New insight into atopic dermatitis development
New, interdisciplinary research between the University of Pennsylvania’s (UPenn) School of Dental Medicine, Perelman School of Medicine, and Oak Ridge National Laboratory, has highlighted how a cascade of inflammatory signalling is behind the lesions developed in atomic dermatitis. The inflammatory disease – affecting both adults and children – was previously thought to be caused by a breakdown in the barrier function of the skin.
It all began when research students in the Dentistry programme at UPenn noticed mice developing skin lesions when they had been genetically engineered to lack an inflammatory response.
[The mouse model was initially developed to study the role of inflammatory signaling in bone fracture healing in diabetes. The model was designed sans an activator of nuclear factor kappa-B (NF-kB), a master regulator of inflammatory responses. The activator in question is called IKKB.]
To better understand what was driving the development of the skin lesions, the research students sought expertise from the Dermatology Department. Professor of dermatology Dr. John Seykora and colleagues noted several features similar to human atopic dermatitis: in particular, they noted skin thickening and an infiltration of certain types of white blood cells.
Further analysis with computational systems biology experts from Oak Ridge National Laboratory revealed the exact cell type that was responsible for these effects – fibroblasts, a major structural component of the skin’s dermis layer.

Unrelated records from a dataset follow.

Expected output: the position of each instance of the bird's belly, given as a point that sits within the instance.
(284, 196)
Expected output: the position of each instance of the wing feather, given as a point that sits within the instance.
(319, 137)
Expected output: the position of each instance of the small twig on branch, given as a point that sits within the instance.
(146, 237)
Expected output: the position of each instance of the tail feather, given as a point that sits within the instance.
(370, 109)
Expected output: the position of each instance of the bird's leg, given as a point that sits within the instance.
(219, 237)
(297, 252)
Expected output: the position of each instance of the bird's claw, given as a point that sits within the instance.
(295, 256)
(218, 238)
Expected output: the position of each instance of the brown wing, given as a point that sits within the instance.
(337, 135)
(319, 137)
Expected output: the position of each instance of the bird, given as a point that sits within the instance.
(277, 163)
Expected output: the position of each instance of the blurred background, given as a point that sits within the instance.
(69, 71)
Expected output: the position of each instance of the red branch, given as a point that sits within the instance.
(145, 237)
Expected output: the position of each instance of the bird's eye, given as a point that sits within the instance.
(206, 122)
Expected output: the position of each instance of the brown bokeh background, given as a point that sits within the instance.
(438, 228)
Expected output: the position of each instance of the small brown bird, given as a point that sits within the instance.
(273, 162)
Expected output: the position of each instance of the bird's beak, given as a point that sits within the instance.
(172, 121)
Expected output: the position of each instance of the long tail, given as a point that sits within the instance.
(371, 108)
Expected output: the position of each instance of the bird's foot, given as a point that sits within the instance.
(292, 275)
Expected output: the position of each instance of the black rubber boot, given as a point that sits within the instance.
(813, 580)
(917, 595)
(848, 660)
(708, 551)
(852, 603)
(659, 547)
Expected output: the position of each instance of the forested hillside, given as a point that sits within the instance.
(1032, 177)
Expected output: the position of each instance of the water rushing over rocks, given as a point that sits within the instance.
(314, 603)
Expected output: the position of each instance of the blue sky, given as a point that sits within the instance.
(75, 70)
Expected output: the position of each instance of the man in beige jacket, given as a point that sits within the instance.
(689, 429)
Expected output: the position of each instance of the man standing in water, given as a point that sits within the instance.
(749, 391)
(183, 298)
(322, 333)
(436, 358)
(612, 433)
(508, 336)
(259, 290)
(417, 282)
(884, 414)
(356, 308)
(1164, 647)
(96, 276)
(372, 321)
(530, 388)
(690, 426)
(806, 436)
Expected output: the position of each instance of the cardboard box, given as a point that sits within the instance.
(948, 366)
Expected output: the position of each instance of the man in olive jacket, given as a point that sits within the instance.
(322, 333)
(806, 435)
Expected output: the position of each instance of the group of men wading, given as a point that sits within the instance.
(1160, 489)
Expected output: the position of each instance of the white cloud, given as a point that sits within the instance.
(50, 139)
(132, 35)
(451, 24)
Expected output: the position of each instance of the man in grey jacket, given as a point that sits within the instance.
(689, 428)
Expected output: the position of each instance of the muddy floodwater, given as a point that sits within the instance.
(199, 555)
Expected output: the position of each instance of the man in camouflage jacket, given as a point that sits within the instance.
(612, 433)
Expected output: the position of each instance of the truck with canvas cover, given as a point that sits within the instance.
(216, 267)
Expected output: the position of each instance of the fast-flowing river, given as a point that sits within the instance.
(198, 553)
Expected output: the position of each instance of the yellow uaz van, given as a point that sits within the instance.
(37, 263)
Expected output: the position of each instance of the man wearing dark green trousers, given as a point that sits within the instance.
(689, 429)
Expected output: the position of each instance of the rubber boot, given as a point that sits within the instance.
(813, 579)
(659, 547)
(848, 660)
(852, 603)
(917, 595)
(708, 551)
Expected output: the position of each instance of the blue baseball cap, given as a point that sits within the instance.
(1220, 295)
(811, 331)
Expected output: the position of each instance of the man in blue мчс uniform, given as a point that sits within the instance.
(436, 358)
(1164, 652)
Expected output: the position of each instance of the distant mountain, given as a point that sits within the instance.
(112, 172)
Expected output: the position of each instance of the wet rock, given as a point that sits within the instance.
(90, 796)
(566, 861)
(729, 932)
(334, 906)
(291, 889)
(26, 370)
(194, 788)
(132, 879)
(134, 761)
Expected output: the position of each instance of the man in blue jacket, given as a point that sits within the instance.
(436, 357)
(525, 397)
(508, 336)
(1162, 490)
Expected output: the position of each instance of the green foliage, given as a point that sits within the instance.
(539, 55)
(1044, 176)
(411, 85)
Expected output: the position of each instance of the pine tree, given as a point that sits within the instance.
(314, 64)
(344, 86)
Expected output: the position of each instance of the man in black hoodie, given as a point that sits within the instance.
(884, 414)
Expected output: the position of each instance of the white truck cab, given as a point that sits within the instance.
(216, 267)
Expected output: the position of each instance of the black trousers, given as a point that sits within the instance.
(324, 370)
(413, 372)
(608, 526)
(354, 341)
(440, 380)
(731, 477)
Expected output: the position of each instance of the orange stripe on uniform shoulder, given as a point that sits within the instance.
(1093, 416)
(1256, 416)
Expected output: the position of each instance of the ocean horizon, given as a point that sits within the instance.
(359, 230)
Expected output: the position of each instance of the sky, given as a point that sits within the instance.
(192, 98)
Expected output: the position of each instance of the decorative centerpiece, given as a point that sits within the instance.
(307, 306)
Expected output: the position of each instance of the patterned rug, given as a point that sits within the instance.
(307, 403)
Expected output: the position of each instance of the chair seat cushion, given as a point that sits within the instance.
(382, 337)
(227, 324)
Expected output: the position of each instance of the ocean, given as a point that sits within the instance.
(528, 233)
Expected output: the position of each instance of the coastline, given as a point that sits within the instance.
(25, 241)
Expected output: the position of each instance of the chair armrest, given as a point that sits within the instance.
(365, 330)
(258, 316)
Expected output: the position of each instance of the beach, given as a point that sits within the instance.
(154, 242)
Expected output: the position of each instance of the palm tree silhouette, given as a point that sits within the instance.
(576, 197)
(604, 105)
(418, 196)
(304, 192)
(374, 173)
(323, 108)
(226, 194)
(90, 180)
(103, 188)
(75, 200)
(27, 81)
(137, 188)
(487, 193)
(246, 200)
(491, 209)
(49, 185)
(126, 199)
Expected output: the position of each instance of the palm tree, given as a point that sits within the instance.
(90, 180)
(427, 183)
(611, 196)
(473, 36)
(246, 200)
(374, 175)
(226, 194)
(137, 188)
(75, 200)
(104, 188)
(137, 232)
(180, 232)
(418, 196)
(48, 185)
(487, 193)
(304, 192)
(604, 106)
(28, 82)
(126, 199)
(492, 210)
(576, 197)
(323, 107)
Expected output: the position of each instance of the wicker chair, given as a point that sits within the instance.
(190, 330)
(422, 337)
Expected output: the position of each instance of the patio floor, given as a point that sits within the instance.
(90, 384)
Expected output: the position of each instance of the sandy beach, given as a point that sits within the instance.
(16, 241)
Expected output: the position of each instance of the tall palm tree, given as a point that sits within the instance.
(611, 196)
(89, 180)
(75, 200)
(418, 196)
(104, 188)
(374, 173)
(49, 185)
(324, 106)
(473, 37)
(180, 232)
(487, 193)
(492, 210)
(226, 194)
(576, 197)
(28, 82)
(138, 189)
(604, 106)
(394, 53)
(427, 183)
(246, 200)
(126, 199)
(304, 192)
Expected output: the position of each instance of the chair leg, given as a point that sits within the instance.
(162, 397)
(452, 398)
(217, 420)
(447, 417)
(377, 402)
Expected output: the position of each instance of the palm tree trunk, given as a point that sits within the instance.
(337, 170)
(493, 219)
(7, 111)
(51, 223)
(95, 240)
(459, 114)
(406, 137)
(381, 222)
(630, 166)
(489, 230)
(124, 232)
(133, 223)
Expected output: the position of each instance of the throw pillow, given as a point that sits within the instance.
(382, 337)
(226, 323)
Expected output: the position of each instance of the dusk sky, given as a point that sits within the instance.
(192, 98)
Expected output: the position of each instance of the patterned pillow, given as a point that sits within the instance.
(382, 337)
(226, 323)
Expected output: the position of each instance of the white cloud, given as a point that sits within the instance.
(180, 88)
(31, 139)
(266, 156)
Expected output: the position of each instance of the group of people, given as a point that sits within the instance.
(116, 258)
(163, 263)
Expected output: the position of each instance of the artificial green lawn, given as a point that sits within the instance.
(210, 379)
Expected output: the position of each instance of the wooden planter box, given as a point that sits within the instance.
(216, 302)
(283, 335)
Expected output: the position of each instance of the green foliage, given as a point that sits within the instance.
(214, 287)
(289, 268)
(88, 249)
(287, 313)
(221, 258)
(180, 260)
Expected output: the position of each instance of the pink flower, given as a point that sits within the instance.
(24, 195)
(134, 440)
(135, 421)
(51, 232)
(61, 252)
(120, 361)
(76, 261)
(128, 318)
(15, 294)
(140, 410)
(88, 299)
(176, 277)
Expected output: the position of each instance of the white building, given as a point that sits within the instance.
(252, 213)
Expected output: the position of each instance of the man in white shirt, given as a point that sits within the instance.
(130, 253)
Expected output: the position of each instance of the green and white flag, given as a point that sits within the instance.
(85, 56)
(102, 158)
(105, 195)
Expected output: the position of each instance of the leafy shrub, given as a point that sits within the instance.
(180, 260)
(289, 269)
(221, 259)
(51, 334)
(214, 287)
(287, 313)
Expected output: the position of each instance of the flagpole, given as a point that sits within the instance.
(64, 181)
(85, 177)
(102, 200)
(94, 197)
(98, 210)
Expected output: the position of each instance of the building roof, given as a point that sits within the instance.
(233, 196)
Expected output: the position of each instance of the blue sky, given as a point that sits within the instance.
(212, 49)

Though NF-kB typically promotes inflammation, here, decreased NF-kB activity was paradoxically leading to recruitment of immune cells and associated inflammation. Data pointed to a protein transcription factor called CEBPB as being strongly activated in the fibroblasts lacking IKKB.
Another signalling molecule, CCL11, was likewise highly active in these fibroblasts; also known as eotaxin, CCL11 is a signaling molecule that promotes inflammation by recruiting a class of white blood cells called eosinophils, to its location.
When the team compared what they had seen in the mouse cells to skin samples of human tissue, they found similar patterns; CCL11 and CEBPB were both found at higher levels in affected skin samples than in unaffected skin. Levels of CCL11 also rose dramatically in additional experiments conducted with human skin fibroblasts, using an inhibitor to IKKB.
The research eventually led to the chance discovery of using monoclonal antibodies to tamp down the inflammatory responses in mice lacking IKKB – the pathway could be a new therapeutic target to reduce atopic dermatitis-associated inflammation.